- user can define a grid in geographic Cartesian (northing/easting) coordinates provided in the form of a Digital Elevation Model (DEM) with arbitrary EPSG projection code (but has to be in northing/easting; lat/lon won't work),
- the program will extract the portion of the grid that overlaps with the given co-registered image pair,
- for radar-coordinate imagery, use radar orbit information plus DEM along with GDAL coordinate transformation to precisely map the geolocation and the motion velocity at each grid point (in geographic Cartesian coordinates) to the corresponding pixel index and pixel displacement (in imaging coordinates), where the imaging along-track and line-of-sight unit vectors are precisely derived at each grid point
- for Cartesian-coordinate imagery, use map coordinate information of the image pair along with GDAL coordinate transformation to precisely map the geolocation and the motion velocity at each grid point (in geographic Cartesian coordinates) to the corresponding pixel index and pixel displacement (in imaging coordinates), where the imaging horizontal- and vertical-direction unit vectors are precisely derived at each grid point
- the geographic z-direction motion velocity is estimated using the irrotational flow assumption as well as inputs from the geographic x- (easting) and y- (northing) direction motion velocity maps and the geographic x- (easting) and y- (northing) direction local surface slope maps
- return the pixel indices in the image pair for each grid point
- return the pixel displacement given the motion velocity maps and the local surface slope maps in the direction of both geographic x- (easting) and y- (northing) coordinates (they must be provided at the same grid as the DEM)

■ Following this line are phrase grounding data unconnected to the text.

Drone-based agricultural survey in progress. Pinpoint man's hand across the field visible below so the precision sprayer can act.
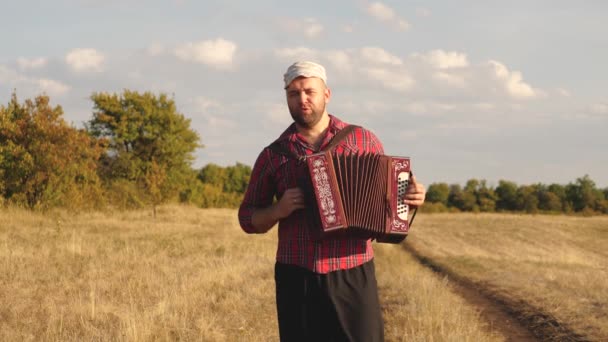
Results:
[251,188,306,233]
[403,175,426,207]
[274,188,306,220]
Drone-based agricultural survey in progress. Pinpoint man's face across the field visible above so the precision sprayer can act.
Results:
[285,77,331,128]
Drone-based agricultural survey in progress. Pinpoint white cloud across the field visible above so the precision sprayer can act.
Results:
[0,65,70,97]
[589,103,608,115]
[416,7,431,17]
[260,103,293,127]
[174,38,237,69]
[34,78,70,96]
[65,49,105,72]
[366,2,410,31]
[341,25,355,33]
[274,47,319,62]
[17,57,47,69]
[432,71,466,88]
[326,50,353,72]
[555,88,572,97]
[488,60,540,99]
[360,47,403,65]
[279,18,325,39]
[363,68,415,92]
[194,96,224,113]
[146,43,166,56]
[422,50,469,69]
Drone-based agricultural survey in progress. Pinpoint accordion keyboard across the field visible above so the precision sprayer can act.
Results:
[397,172,410,220]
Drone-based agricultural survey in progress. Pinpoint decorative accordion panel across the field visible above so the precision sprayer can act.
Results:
[307,152,410,243]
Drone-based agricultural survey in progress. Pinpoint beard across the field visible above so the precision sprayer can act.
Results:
[289,104,325,128]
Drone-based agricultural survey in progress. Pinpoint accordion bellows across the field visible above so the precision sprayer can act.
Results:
[306,151,410,243]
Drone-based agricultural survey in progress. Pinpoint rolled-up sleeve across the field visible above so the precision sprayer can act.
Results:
[238,149,276,234]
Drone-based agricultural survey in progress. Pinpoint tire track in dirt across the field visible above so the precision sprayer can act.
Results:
[403,243,590,342]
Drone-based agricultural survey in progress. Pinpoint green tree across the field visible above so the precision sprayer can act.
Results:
[516,185,538,214]
[566,175,604,211]
[88,90,202,203]
[448,184,477,211]
[426,183,450,207]
[495,179,517,211]
[477,180,497,212]
[0,94,103,208]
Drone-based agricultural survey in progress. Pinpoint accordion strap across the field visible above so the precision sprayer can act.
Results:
[267,125,360,161]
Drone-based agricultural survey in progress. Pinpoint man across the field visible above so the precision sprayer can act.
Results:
[239,61,425,342]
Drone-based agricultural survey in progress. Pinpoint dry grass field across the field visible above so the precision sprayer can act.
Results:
[408,214,608,341]
[0,206,504,341]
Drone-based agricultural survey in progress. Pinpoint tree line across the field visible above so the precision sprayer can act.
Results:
[0,90,251,210]
[0,90,608,214]
[423,175,608,214]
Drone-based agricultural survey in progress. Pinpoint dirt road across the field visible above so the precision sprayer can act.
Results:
[403,243,589,342]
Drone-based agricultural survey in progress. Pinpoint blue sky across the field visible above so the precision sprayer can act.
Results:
[0,0,608,187]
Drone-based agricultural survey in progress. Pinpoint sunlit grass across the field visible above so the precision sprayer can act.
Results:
[0,206,502,341]
[409,214,608,341]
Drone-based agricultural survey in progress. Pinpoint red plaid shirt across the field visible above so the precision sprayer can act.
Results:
[239,115,384,273]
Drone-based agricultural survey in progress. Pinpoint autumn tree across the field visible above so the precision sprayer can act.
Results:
[426,183,450,207]
[0,94,103,208]
[87,90,202,204]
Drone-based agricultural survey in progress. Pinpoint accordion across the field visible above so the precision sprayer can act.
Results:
[306,151,415,243]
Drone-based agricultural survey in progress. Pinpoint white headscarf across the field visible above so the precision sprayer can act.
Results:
[283,61,327,88]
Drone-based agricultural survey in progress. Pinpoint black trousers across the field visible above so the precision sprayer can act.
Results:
[275,260,384,342]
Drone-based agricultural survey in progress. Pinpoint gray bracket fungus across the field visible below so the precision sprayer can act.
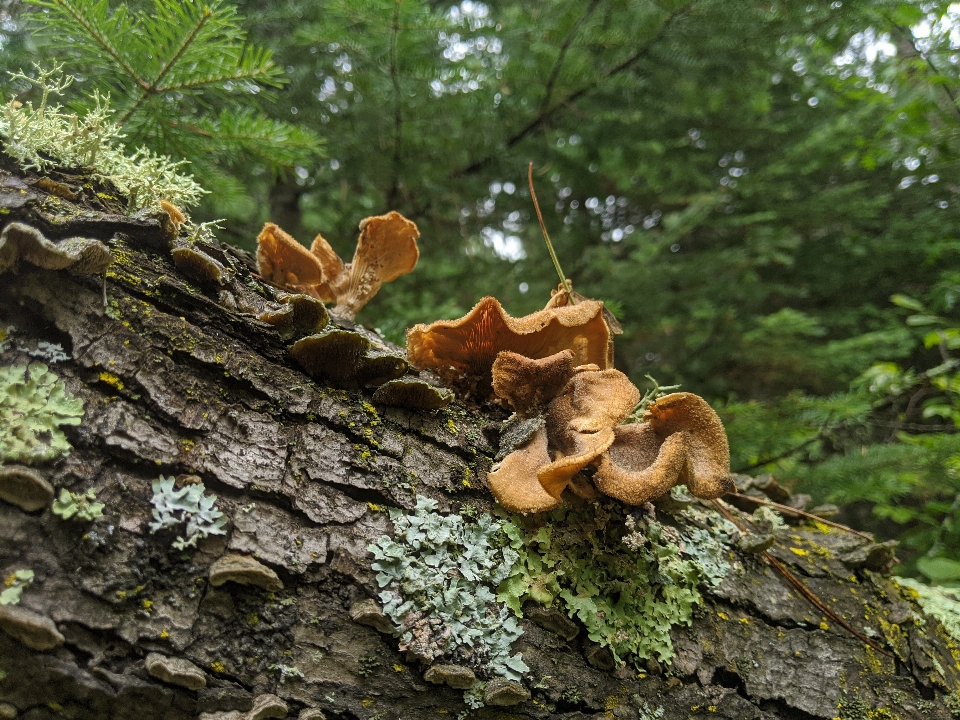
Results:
[143,653,207,690]
[0,222,113,275]
[210,554,283,592]
[198,694,290,720]
[350,599,395,635]
[373,378,453,410]
[423,665,477,690]
[0,465,53,512]
[483,678,530,706]
[0,605,64,650]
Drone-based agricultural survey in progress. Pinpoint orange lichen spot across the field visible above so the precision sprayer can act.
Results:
[407,297,613,397]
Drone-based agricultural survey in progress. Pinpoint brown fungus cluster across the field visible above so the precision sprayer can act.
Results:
[487,350,733,513]
[257,212,420,321]
[407,297,614,400]
[407,292,733,513]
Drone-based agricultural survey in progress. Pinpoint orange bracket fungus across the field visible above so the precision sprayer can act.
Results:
[407,297,613,402]
[487,351,733,513]
[257,212,420,321]
[594,393,734,505]
[487,350,640,512]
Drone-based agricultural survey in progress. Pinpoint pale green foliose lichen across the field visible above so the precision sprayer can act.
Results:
[0,363,83,465]
[0,569,34,605]
[150,475,227,550]
[53,488,106,522]
[368,497,529,680]
[893,577,960,642]
[498,500,735,669]
[0,65,206,212]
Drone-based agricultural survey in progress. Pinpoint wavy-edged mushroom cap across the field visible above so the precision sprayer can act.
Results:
[544,278,623,335]
[487,429,560,514]
[492,350,573,418]
[593,423,689,505]
[311,211,420,320]
[537,428,614,501]
[170,247,230,287]
[257,223,324,299]
[547,366,640,434]
[407,297,613,396]
[644,393,734,499]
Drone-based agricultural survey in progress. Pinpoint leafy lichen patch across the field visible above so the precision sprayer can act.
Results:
[368,497,528,680]
[0,363,83,465]
[498,501,730,669]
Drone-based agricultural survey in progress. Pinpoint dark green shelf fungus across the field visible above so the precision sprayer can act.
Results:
[373,378,453,410]
[289,328,409,387]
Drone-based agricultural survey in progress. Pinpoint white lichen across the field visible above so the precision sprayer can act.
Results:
[0,64,206,213]
[53,488,106,522]
[150,475,227,550]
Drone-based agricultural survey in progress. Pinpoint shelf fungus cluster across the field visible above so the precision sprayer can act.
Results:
[407,287,733,513]
[487,350,733,513]
[257,212,420,321]
[407,296,620,400]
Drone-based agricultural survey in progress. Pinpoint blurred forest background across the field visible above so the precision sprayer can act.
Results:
[0,0,960,585]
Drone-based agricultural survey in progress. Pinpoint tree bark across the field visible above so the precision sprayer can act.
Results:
[0,162,960,720]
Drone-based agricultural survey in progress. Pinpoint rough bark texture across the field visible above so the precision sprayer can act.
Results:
[0,159,960,720]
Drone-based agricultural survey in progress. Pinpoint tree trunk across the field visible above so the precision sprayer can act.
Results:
[0,159,960,720]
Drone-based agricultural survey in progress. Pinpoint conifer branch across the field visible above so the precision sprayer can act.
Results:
[540,0,600,113]
[156,67,273,93]
[453,0,698,177]
[46,0,149,91]
[117,7,213,125]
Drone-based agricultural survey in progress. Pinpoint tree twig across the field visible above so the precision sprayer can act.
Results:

- return the matrix of conversion coefficients that can convert the fine pixel displacement between the two images (estimated with the autoRIFT Python module https://github.com/leiyangleon/autoRIFT) to motion velocity in geographic x- (easting) and y- (northing) coordinates
- the current version can be installed with the ISCE software (that supports both radar and Cartesian coordinates) or as a standalone Python module (Cartesian coordinates only)
- when used in combination with the autoRIFT Python module (https://github.com/leiyangleon/autoRIFT), Geogrid can be used for feature tracking between image pair over a grid defined in an arbitrary geographic Cartesian (northing/easting) coordinate projection
- outputs are returned in geocoded GeoTIFF image file format with the same EPSG projection code as input search grid
- spatially varying input maps of velocity search range (in units of m/yr), chip size minimum and maximum (in units of m), stable surface mask (boolean) can be handled, with corresponding output (in units of integer image pixels) returned at each grid point.
- [NEW] For feature tracking of optical images, the program now supports fetching optical images (Landsat-8 GeoTIFF and Sentinel-2 COG formats are included) as well as other inputs (e.g. DEM, slope, etc; all in GeoTIFF format) from either local machine or or remotely using GDAL virtual file systems (e.g.,
/vsicurl/https://...). See the changes on the autoRIFT commands. Geogrid will now always perform coregistration. For feature tracking of radar images, the program also supports fetching auxilliary inputs (e.g. DEM, slope, etc; all in GeoTIFF format) from either local machine or remotely.